Chapter 5: "The point is that our AI mirrors are nothing like neutral reflections of a shared human reality, but they are very potent indicators of how a small subset of humans have seen and valued the world, and the marks they have left on it. "
"Today’s AI mirrors, particularly those developed for commercial purposes, are most often carelessly designed and used in ways that actually reinforce and deepen the dominant historical patterns of human valuing and acting that we already know to be unjust, unsustainable, and corrosive to our societies. The magnifying power of AI mirrors means that they have to be used with the expectation that they will amplify harmful patterns unless deliberately made to do otherwise. Because what will you get if you naively train an AI model on an unjust medical or financial or criminal justice system? An AI tool that calculates how to be even more efficient than people at delivering injustice."
"Through the algorithmic feedback loops operating in the digital media spaces that have come to function as the new public square, AI mirrors amplify and normalize our biases, reinforce our most polarizing opinions and most aggressive stances, and boost the visibility of our most uninformed “hot takes.” In doing so they reflect back to us images of human civic agency so distorted in their form that they not only shift the “Overton windows” of acceptable political conduct but make us lose our already fragile faith in the human capacity for political wisdom. The result is that actual political behavior drifts closer and closer to the originally distorted mean, producing as a self-fulfilling prophecy the very reality that our distorted mirrors predicted.
This is why it is so important—for purposes of both safety and transparency—that we know when our mirrors are distorting reality. There’s a very good reason that the distorting side mirror has a little warning engraved on it: “objects in mirror are closer than they appear.” In contrast, AI mirrors today are rarely tested rigorously to find the distortions they produce, and they almost always lack the safety and transparency signposts and guardrails we need. Until we demand these, it will be increasingly difficult to truly know ourselves. And when we can no longer know ourselves, we can no longer govern ourselves. In that moment, we will have surrendered our own agency, our collective human capacity for self-determination. Not because we won’t have it—but because we will not see it in the mirror. "
"An AI model has nothing to say, only an instruction to add some statistical noise to bend an existing pattern in a new direction. It has no physical, emotional or intellectual experience of the world or self to express. It has nothing that needs to come out. As long as we recognize and value the difference between mechanical creation and expression, AI poses no threat to our creativity or growth. But there lies the problem, in light of the cultural and economic values that currently shape AI’s affordances.

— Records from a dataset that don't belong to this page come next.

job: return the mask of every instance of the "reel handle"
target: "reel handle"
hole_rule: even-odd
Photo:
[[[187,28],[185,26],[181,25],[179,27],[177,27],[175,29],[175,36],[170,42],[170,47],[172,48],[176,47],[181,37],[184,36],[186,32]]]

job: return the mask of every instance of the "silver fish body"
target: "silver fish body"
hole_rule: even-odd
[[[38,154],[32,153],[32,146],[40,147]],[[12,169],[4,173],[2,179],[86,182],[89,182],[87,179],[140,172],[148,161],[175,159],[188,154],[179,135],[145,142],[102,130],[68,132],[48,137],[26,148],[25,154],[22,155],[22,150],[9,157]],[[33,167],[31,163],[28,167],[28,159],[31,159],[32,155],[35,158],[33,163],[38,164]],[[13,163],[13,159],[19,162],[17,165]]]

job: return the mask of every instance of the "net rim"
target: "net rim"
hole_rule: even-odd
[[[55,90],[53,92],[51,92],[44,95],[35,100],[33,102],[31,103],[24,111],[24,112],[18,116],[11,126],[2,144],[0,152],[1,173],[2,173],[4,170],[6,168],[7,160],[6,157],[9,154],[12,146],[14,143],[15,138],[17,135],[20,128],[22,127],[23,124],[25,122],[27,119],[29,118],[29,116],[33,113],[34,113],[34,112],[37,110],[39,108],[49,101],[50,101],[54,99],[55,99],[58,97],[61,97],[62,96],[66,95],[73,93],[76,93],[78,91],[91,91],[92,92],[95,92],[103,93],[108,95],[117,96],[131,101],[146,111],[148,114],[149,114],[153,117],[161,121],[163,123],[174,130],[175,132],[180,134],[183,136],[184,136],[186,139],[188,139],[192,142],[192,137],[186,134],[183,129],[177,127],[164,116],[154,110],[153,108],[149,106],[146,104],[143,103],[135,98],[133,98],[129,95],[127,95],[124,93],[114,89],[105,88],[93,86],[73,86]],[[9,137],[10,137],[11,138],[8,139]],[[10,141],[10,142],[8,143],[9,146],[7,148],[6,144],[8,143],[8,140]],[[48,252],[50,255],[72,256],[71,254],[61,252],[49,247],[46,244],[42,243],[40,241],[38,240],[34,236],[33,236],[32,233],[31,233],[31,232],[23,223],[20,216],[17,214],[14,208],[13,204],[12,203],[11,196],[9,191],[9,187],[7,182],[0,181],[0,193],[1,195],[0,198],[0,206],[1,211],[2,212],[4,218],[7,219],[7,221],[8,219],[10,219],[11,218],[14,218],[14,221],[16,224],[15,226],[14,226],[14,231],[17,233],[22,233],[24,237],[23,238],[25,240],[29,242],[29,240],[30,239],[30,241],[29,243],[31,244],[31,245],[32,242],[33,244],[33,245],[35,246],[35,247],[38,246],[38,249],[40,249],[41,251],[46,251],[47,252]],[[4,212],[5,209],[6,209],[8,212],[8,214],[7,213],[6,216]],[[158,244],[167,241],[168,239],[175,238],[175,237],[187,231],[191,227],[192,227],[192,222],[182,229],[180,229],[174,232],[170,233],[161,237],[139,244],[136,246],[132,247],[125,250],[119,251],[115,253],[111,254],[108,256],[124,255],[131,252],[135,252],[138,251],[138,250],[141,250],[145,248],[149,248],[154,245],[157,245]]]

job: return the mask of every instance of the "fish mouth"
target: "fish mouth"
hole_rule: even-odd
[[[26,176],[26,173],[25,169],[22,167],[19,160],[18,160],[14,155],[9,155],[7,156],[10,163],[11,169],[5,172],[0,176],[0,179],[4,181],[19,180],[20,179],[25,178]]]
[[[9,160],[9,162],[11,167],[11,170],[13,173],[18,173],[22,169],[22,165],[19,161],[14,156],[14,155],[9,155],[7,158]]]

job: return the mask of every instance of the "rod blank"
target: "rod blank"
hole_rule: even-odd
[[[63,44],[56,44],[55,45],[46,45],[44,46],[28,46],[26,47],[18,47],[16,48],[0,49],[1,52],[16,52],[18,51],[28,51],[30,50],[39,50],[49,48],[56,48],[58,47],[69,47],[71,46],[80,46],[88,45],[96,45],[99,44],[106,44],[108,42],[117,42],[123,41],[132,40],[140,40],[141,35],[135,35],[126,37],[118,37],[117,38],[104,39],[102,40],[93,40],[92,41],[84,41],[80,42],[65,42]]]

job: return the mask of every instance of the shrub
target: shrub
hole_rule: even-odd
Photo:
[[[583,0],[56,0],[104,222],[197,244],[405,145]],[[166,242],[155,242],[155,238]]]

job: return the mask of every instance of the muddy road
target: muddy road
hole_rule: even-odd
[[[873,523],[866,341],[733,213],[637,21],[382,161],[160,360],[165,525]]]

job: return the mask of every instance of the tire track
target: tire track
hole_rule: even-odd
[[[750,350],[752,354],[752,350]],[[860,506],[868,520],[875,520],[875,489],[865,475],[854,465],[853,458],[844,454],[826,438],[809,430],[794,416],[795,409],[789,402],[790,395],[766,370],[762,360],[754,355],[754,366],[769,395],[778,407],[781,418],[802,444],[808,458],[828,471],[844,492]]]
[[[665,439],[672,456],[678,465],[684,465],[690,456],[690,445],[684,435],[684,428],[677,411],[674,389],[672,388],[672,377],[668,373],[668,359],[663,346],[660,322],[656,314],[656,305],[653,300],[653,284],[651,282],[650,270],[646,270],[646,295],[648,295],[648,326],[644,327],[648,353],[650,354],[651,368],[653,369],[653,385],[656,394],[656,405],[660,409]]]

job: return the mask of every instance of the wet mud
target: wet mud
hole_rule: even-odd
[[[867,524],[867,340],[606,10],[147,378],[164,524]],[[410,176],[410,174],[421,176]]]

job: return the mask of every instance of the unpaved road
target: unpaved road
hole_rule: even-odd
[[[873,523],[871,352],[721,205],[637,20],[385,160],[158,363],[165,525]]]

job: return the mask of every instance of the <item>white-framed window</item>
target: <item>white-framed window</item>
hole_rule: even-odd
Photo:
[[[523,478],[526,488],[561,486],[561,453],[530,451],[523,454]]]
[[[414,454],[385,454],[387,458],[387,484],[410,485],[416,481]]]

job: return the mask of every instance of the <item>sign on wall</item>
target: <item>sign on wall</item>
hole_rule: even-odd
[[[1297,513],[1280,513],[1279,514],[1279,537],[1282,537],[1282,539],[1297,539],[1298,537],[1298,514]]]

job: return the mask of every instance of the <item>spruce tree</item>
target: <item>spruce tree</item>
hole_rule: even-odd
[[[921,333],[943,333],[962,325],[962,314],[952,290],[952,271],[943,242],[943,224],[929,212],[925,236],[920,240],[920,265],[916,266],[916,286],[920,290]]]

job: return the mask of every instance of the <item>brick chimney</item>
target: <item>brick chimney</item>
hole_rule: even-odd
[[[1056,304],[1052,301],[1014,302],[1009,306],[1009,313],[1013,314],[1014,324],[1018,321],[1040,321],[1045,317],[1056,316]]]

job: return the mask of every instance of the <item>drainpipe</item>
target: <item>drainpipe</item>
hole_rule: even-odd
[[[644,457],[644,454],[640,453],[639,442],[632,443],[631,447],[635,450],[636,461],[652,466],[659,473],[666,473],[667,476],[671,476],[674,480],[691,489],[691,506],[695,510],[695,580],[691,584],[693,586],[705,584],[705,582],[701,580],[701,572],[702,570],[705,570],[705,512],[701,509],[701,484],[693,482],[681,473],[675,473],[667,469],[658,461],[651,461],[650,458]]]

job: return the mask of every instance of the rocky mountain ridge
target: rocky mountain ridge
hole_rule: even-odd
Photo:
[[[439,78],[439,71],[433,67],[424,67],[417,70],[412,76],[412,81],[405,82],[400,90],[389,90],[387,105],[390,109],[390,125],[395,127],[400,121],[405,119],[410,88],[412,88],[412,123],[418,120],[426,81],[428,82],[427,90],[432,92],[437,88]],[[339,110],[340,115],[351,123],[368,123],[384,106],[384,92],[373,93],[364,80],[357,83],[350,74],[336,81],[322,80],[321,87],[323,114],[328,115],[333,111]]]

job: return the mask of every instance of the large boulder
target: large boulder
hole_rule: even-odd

Increasingly, we ourselves are measured in terms of our ability to resemble our own mechanical mirrors. Whether it’s the pressure to produce your next album, or publish enough to get tenure, or film enough videos to keep your subscribers—our dominant values favor those who don’t get writers block, who don’t struggle to find the right words, or images, or notes, or movements, who never get caught up in the swirling drag of inexpressible meanings. The system has long rewarded creators who work like machines. Should we really be surprised that we finally just cut out the middleman and built creative machines?"
Chapter 6:"I’ll say it again: AI is not the problem here. The problem is our unwillingness to step back from our tools to reevaluate the patterns they are reproducing—even the supposedly virtuous ones. Which of the widely celebrated virtues most likely to be reflected in our AI mirrors might in fact be traps? Which of them function as the moral equivalent of cement shoes, dragging us into the depths of old and unsustainable patterns, rather than freeing us to alter our familiar habits and values, or reconfigure them to our current needs?"